What started out from a post from Facebook, later resulted in the 2IB Maths Class working on a collaborative project of seven hours time difference. The students of the Maths AA SL class were working together with students from “Universidad de Monterrey”, an IB school in Monterrey, Mexico. A month has passed since this project, so I took the opportunity to ask students and their teacher Asle Engelsen about their thoughts on this project.
Asle Engelsen, also the Maths teacher in the IB informed us that the school had never carried out such a project. After seeing the published post from Facebook, a request for the collaborative project, Asle simply contacted Monterrey's IB teacher. Both teachers discussed the project for a while before both decided to carry it out in their classes. The students were then divided into groups of four, with students from both schools. The class was given different topics to work on, such as Six Degrees of Separation, Rate of Corona Infections and Youtube Statistics.
“The outcomes were very good, far better than I expected”, Asle Engelsen said. He did not expect much from the project's final result but was rather more interested in how the students were able to overcome difficulties that came with the project. The teacher explained that he wanted his students to work and have fun in the process, as this was not used as an assessment. In terms of the project itself, Engelsen thinks that the project was helpful for understanding the importance of contribution and responsibility. The project’s conditions would also force students to organize their time and reflect over the different conditions of the project. He believes that this was a realistic learning goal towards the student’s Maths IA. “It was a good project since it covered some of the IB Learner Profiles that aren’t really touched upon during normal classes,” the teacher added. Asle wishes to do a similar collaborative project in the future and use it to assess his students.

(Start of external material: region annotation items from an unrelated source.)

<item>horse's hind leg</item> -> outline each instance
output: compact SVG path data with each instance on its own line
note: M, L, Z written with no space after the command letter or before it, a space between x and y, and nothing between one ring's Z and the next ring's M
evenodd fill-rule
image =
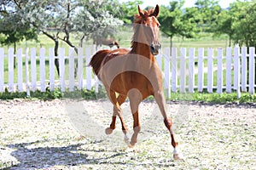
M130 99L130 106L133 116L133 134L131 137L130 147L133 147L137 141L137 135L141 130L141 124L138 116L138 105L143 100L141 93L137 89L131 89L128 93L128 97Z
M166 127L167 128L167 129L170 132L171 134L171 140L172 140L172 145L174 148L174 151L173 151L173 158L176 160L180 160L183 159L182 158L182 155L179 155L178 150L177 150L177 142L176 141L175 138L174 138L174 133L173 133L173 130L172 130L172 119L167 116L166 112L166 99L165 96L163 94L163 92L159 90L157 92L154 93L154 99L156 103L159 105L159 108L160 110L160 112L164 117L164 122Z
M125 123L123 116L122 116L122 111L120 105L125 101L126 99L125 95L119 95L118 99L116 99L115 93L114 92L109 92L109 99L111 99L113 105L113 116L112 116L112 122L110 124L110 127L106 128L106 133L110 134L112 133L113 130L115 129L115 122L116 122L116 116L119 116L121 121L122 124L122 130L125 134L127 133L127 127Z

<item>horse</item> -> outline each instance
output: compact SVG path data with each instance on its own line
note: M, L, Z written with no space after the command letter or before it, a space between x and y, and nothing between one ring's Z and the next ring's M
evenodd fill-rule
M110 39L97 38L96 40L94 41L93 43L96 44L96 49L97 49L98 46L102 46L102 45L108 46L110 48L113 48L113 46L116 46L117 48L120 48L119 42L113 40L113 38L110 38Z
M142 10L138 5L138 14L135 14L131 48L100 50L91 58L90 65L102 82L107 94L113 105L113 113L110 126L105 133L111 134L116 128L116 116L120 119L125 142L129 147L135 146L141 130L139 121L139 104L154 96L164 118L164 123L171 134L171 144L174 148L173 158L182 160L174 138L172 120L167 116L166 99L162 88L162 73L154 55L159 54L161 44L159 42L160 24L157 18L160 7ZM116 95L118 94L118 96ZM133 116L133 134L131 140L127 137L128 128L122 116L120 105L128 97Z

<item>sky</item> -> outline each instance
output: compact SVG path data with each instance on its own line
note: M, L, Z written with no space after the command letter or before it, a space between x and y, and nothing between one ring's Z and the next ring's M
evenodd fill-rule
M120 2L128 2L128 1L131 1L131 0L120 0ZM143 0L144 2L143 4L141 5L141 7L143 8L148 7L148 6L155 6L156 4L159 5L169 5L169 2L172 0ZM196 0L185 0L185 4L183 6L183 8L187 8L187 7L192 7L194 6ZM230 6L230 3L236 2L236 0L220 0L219 1L219 5L223 8L226 8Z

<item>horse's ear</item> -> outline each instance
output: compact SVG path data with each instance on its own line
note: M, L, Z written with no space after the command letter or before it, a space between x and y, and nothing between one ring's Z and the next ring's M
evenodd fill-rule
M157 18L159 15L159 13L160 13L160 7L159 7L159 5L156 5L154 9L153 14L154 14L154 16L155 16Z
M138 9L138 12L139 12L141 17L143 17L144 16L144 12L143 12L143 10L141 9L139 5L137 6L137 9Z

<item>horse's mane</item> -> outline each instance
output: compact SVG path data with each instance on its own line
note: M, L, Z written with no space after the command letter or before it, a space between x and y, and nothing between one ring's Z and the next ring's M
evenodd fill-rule
M131 40L131 46L132 49L135 49L137 45L137 38L138 38L138 28L139 26L143 23L143 20L147 20L149 16L154 14L154 8L149 8L148 11L144 10L144 16L142 17L140 14L134 15L134 22L133 22L133 37ZM132 50L131 52L133 52Z

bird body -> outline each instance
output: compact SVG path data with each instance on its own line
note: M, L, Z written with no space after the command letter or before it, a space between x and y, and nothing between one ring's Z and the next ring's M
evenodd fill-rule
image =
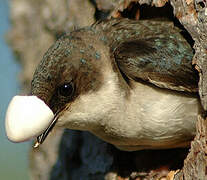
M90 131L119 149L185 147L201 112L192 56L172 23L107 20L60 38L31 93L53 111L55 126ZM51 127L37 134L40 143Z

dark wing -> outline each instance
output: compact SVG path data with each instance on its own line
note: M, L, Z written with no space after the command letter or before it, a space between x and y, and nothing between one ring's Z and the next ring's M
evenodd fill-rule
M179 33L125 41L116 47L114 57L129 79L177 91L198 91L193 50Z

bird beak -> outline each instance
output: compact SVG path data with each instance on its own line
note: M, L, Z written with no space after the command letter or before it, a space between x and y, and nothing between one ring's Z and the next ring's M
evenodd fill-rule
M55 126L57 122L58 116L55 114L52 123L48 126L48 128L39 136L37 136L37 141L34 144L34 148L37 148L40 144L44 142L48 134L52 131L53 127Z
M56 121L57 116L37 96L15 96L6 113L6 134L12 142L23 142L38 137L41 144Z

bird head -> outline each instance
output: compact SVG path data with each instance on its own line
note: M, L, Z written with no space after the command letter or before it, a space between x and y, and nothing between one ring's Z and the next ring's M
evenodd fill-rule
M8 107L5 124L11 141L38 137L42 143L55 124L78 130L96 126L111 108L107 93L115 89L109 48L100 37L82 29L49 48L34 73L31 95L15 96Z

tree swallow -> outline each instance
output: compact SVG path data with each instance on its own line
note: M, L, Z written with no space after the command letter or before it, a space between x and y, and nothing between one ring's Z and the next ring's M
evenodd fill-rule
M31 95L10 102L7 136L38 146L60 126L125 151L188 146L202 109L192 57L166 21L111 19L67 33L38 65Z

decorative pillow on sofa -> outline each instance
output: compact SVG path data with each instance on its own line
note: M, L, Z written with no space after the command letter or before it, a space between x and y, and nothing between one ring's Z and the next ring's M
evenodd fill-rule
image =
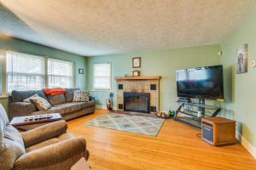
M26 102L26 103L31 103L31 102L30 102L30 99L35 98L35 97L39 97L39 96L38 96L38 94L35 94L34 95L30 96L29 98L24 99L23 102Z
M31 98L30 101L34 104L39 110L46 110L51 106L46 99L41 97Z
M88 102L89 92L82 90L75 90L73 93L73 102Z

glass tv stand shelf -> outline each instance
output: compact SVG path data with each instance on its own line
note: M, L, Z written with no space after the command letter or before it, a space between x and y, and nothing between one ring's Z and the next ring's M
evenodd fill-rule
M217 116L221 107L205 105L205 100L201 99L199 103L186 102L183 100L177 101L179 107L176 110L174 120L201 128L201 118L206 116Z

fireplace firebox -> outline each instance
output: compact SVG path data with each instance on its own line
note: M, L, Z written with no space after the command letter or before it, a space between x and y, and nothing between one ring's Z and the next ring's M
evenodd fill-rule
M124 110L150 113L150 94L124 92Z

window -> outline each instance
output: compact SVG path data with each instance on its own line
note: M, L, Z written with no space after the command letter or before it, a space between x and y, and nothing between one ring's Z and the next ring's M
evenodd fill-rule
M48 59L48 87L73 87L73 62Z
M73 65L71 61L7 51L6 91L73 88Z
M44 85L44 57L8 51L6 54L7 92L41 89Z
M102 63L93 65L94 89L110 89L110 64Z

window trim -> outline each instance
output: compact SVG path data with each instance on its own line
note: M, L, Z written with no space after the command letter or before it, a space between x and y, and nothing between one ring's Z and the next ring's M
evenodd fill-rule
M46 80L47 80L47 87L49 88L49 76L48 76L48 60L49 59L52 59L52 60L62 60L62 61L67 61L67 62L70 62L71 63L71 87L70 88L73 88L75 87L75 71L74 71L74 62L71 61L71 60L61 60L61 59L57 59L57 58L54 58L54 57L47 57L47 59L45 60L46 61L46 65L45 65L45 72L46 72Z
M20 54L28 54L28 55L34 55L38 57L43 57L44 59L44 88L49 88L49 81L48 81L48 60L49 59L54 59L54 60L63 60L63 61L67 61L72 63L72 78L71 78L71 88L73 88L75 85L75 71L74 71L74 62L67 60L62 60L62 59L58 59L55 57L48 57L48 56L44 56L44 55L38 55L38 54L29 54L29 53L24 53L24 52L20 52L20 51L15 51L12 49L0 49L0 60L3 61L1 62L2 65L0 64L0 66L2 66L2 94L0 94L0 96L8 96L11 93L8 92L8 81L7 81L7 53L8 52L15 52L15 53L20 53ZM40 90L40 89L38 89Z
M108 64L109 65L109 88L96 88L95 87L95 65L101 65L101 64ZM94 63L92 66L92 88L93 91L111 91L112 89L112 65L110 62L104 62L104 63Z

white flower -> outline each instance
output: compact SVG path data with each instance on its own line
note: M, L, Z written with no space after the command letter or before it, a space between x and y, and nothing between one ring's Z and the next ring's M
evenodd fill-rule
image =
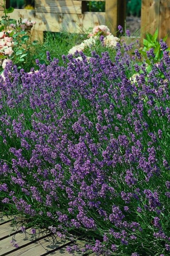
M76 51L78 51L79 52L83 51L84 48L85 44L84 43L82 43L80 44L74 46L69 50L68 53L74 55Z
M120 38L112 34L106 36L103 40L104 44L107 47L116 47L119 41L120 41Z
M2 67L3 69L5 68L6 66L6 63L9 63L11 61L11 60L9 59L4 59L3 61L3 64L2 64Z
M92 45L95 45L96 44L96 41L94 38L91 37L88 39L84 40L83 43L85 47L90 47Z

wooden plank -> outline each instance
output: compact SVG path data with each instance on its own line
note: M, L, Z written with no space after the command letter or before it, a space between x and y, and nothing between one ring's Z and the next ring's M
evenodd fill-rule
M164 38L167 34L166 41L170 46L170 1L161 0L159 26L159 39Z
M82 13L82 2L73 0L36 0L35 10L40 12Z
M76 1L83 1L84 2L85 1L88 1L89 2L91 2L91 1L93 1L93 0L76 0ZM105 2L105 0L95 0L95 2Z
M35 236L31 234L30 232L28 232L28 230L26 230L26 233L20 232L14 235L12 238L10 236L3 239L2 241L2 244L0 245L0 255L6 254L9 252L12 252L11 251L13 252L17 250L17 248L12 246L11 244L11 241L12 238L16 241L19 247L20 247L26 244L34 242L35 239L41 239L48 234L48 232L45 230L37 230L36 236L35 237Z
M36 255L41 256L47 252L53 250L54 249L58 248L59 250L61 247L67 246L72 242L64 241L58 237L49 236L45 238L42 238L37 242L29 244L23 247L18 248L18 250L8 253L9 256L28 256L29 255ZM54 254L52 253L53 255ZM49 255L49 254L48 254ZM3 255L2 255L3 256Z
M18 227L11 225L11 222L6 222L0 225L0 239L18 231Z
M106 0L106 25L115 34L119 25L125 26L126 19L126 0Z
M145 33L153 34L159 27L160 0L142 0L141 7L141 37L145 37Z
M73 251L71 253L68 253L67 251L67 247L68 245L64 245L62 248L60 248L59 250L57 249L57 250L54 249L51 251L51 253L44 253L41 256L46 256L46 255L55 255L55 256L70 256L71 255L74 255L74 256L83 256L85 254L84 253L82 253L81 249L82 248L85 248L85 243L83 242L77 241L74 242L73 244L71 244L69 245L72 248L73 248L74 245L78 246L79 248L79 251L76 251L75 250L74 250L73 248ZM90 255L91 256L91 254Z
M3 8L2 7L2 6L3 5L3 0L0 0L0 11L3 11ZM4 14L3 14L4 15Z
M1 14L0 12L0 15ZM17 20L27 17L35 20L35 30L40 31L82 33L95 26L105 24L105 12L85 12L83 14L36 12L34 10L15 9L10 17Z
M9 218L7 216L0 215L0 225L2 225L4 222L6 221L11 221L11 218Z

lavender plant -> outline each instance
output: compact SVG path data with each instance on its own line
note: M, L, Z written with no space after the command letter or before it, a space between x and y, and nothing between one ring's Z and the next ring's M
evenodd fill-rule
M65 67L47 53L29 74L6 64L1 210L88 240L88 254L169 255L170 58L160 43L159 64L148 51L152 70L136 64L135 83L128 60L113 64L107 52L63 55Z

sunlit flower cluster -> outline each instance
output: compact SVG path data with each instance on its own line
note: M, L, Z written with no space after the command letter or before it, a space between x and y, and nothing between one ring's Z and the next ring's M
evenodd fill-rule
M84 51L85 49L92 47L96 45L97 41L99 41L100 36L102 35L103 46L107 47L115 47L116 44L120 41L118 38L114 36L110 31L109 29L105 25L101 25L95 26L91 33L88 34L88 39L84 40L80 44L73 47L68 53L74 55L76 51Z

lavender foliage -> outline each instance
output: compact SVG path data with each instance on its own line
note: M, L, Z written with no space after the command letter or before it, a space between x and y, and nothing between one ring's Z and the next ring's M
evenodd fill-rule
M170 59L162 47L149 74L135 66L135 83L129 62L113 65L107 52L92 52L89 61L82 52L82 60L63 56L65 67L37 61L39 72L30 74L7 65L2 207L36 224L45 220L61 238L94 238L84 252L168 255Z

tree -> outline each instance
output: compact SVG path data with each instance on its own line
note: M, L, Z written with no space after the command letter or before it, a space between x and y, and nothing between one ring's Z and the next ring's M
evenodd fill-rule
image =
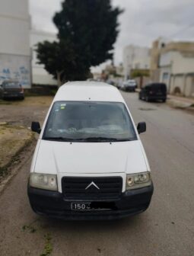
M84 80L91 66L113 58L122 11L110 0L65 0L53 18L58 41L39 43L39 63L62 82Z

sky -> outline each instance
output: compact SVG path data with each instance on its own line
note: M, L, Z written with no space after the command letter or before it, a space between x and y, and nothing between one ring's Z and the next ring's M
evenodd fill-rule
M61 9L62 2L30 0L33 28L56 33L52 18ZM114 50L116 65L122 62L123 48L129 44L151 47L159 37L169 40L194 41L194 0L112 0L112 2L113 6L125 10L119 18L120 32Z

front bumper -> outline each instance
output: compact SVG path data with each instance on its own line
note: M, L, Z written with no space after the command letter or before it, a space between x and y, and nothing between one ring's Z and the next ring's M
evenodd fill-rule
M12 99L12 98L23 99L23 98L24 98L24 93L20 93L20 92L3 94L2 98L4 99Z
M33 211L38 214L65 219L113 219L140 213L149 206L154 191L153 184L149 187L128 190L115 200L67 200L56 191L33 188L28 185L27 194ZM106 210L72 210L73 202L102 202L111 206ZM110 208L110 207L109 207Z
M125 86L125 90L127 91L135 91L135 86Z

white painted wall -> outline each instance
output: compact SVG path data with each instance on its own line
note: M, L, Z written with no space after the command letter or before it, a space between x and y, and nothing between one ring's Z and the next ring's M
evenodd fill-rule
M30 65L29 56L0 54L0 85L6 79L17 79L24 88L30 88Z
M30 56L27 0L0 1L0 53Z
M134 45L129 45L123 50L124 75L126 78L131 69L150 69L150 49Z
M30 33L30 46L33 50L33 59L32 59L32 80L33 84L38 85L57 85L57 81L53 79L52 75L49 75L44 66L38 64L38 59L37 58L37 53L35 51L36 44L40 42L47 40L49 42L53 42L57 40L56 35L51 33L46 33L45 31L33 30Z
M30 28L28 0L0 0L0 84L17 78L30 88Z

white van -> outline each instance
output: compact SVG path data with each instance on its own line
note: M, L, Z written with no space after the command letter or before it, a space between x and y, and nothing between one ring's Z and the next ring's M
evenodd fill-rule
M32 209L67 219L118 219L145 211L153 194L150 167L131 114L118 89L95 82L68 82L51 104L28 183Z

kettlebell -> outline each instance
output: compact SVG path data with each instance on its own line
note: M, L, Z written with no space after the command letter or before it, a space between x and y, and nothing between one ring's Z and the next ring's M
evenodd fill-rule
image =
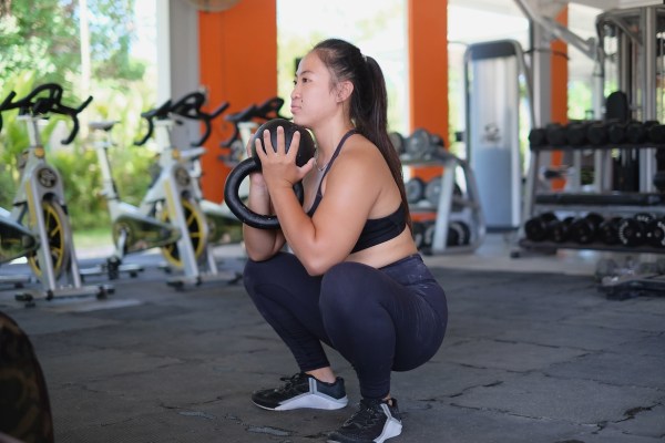
M258 158L258 155L256 155L256 140L260 141L260 145L265 151L266 146L264 145L263 133L267 130L270 133L270 143L273 144L273 147L277 150L277 127L279 126L284 127L284 142L287 152L294 133L296 131L300 133L300 143L298 145L298 153L296 154L296 165L303 166L314 157L316 146L309 131L288 120L273 119L258 126L254 135L252 135L252 140L249 141L252 157L238 163L226 177L226 184L224 185L224 200L228 205L231 212L238 217L242 223L258 229L277 229L279 227L279 220L274 215L260 215L249 209L239 197L241 184L249 174L260 171L260 159ZM294 192L301 203L303 184L297 183L294 186Z

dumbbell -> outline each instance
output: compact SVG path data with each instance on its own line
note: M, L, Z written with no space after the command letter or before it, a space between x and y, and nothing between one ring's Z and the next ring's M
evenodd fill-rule
M413 222L412 229L413 243L416 244L416 248L420 249L424 245L424 224Z
M534 127L529 131L529 145L540 147L548 144L548 133L544 127Z
M589 213L576 218L570 227L571 239L580 245L589 245L596 238L596 230L605 218L596 213Z
M554 213L543 213L532 217L524 223L524 233L531 241L543 241L548 238L550 224L556 222Z
M658 122L655 120L628 123L628 125L626 126L626 141L633 144L641 144L646 142L648 138L649 128L657 124Z
M646 243L655 248L665 248L665 218L654 217L644 226Z
M652 143L665 143L665 125L656 124L648 128L648 140Z
M587 143L587 130L591 122L585 120L572 121L565 125L565 140L571 146L582 146Z
M560 123L549 123L545 126L548 143L552 146L563 146L566 144L565 127Z
M548 239L554 243L565 243L570 238L570 228L574 217L565 217L563 220L552 220L548 224Z
M612 122L607 125L607 140L613 144L626 143L626 126L625 122Z
M245 177L247 177L250 173L260 171L260 159L258 158L258 155L256 155L255 141L260 141L260 145L265 152L266 146L264 145L263 133L267 130L270 133L270 142L273 147L277 150L277 127L279 126L284 128L284 141L286 143L287 152L290 147L290 142L296 131L300 133L300 143L296 154L296 164L298 166L304 166L311 157L314 157L316 146L311 134L309 134L309 131L303 126L289 122L288 120L273 119L258 126L254 135L252 135L252 140L249 141L252 157L238 163L226 177L226 184L224 185L224 199L231 212L244 224L259 229L276 229L279 227L279 220L274 215L259 215L245 206L239 197L239 188ZM301 200L303 184L296 184L294 186L294 190Z
M451 222L448 226L447 246L467 246L471 243L471 229L461 220Z
M618 224L618 239L622 245L637 247L646 241L646 225L654 216L647 213L635 214L631 218L624 218Z
M586 138L594 146L607 144L610 127L605 122L593 122L586 127Z
M418 177L410 178L405 183L405 192L407 202L418 203L424 196L424 182Z
M623 220L622 217L611 217L601 223L597 230L597 238L605 245L618 245L618 225Z

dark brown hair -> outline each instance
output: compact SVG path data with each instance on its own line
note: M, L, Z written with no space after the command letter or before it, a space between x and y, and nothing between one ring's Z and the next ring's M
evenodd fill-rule
M388 93L383 72L375 59L340 39L324 40L314 47L321 62L330 70L335 81L354 84L350 99L350 117L360 134L377 145L386 159L399 188L402 204L409 213L401 161L388 135ZM407 215L411 227L411 217Z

Students who participated in this project found this experience fun but also time-consuming. As previously stated, both sides of the project worked with a seven-hour time difference. Some students had no problem with adapting their time schedule and thought nothing of it, while others found it a little unfair that the Monterrey IB students could just work in their Math’s class whereas the IB students in Bergen would have to sacrifice their free time outside school.
Despite this, the students learned the fundamentals of communication, that helped the students overcome misunderstandings, in which many thought was an obstacle during the project.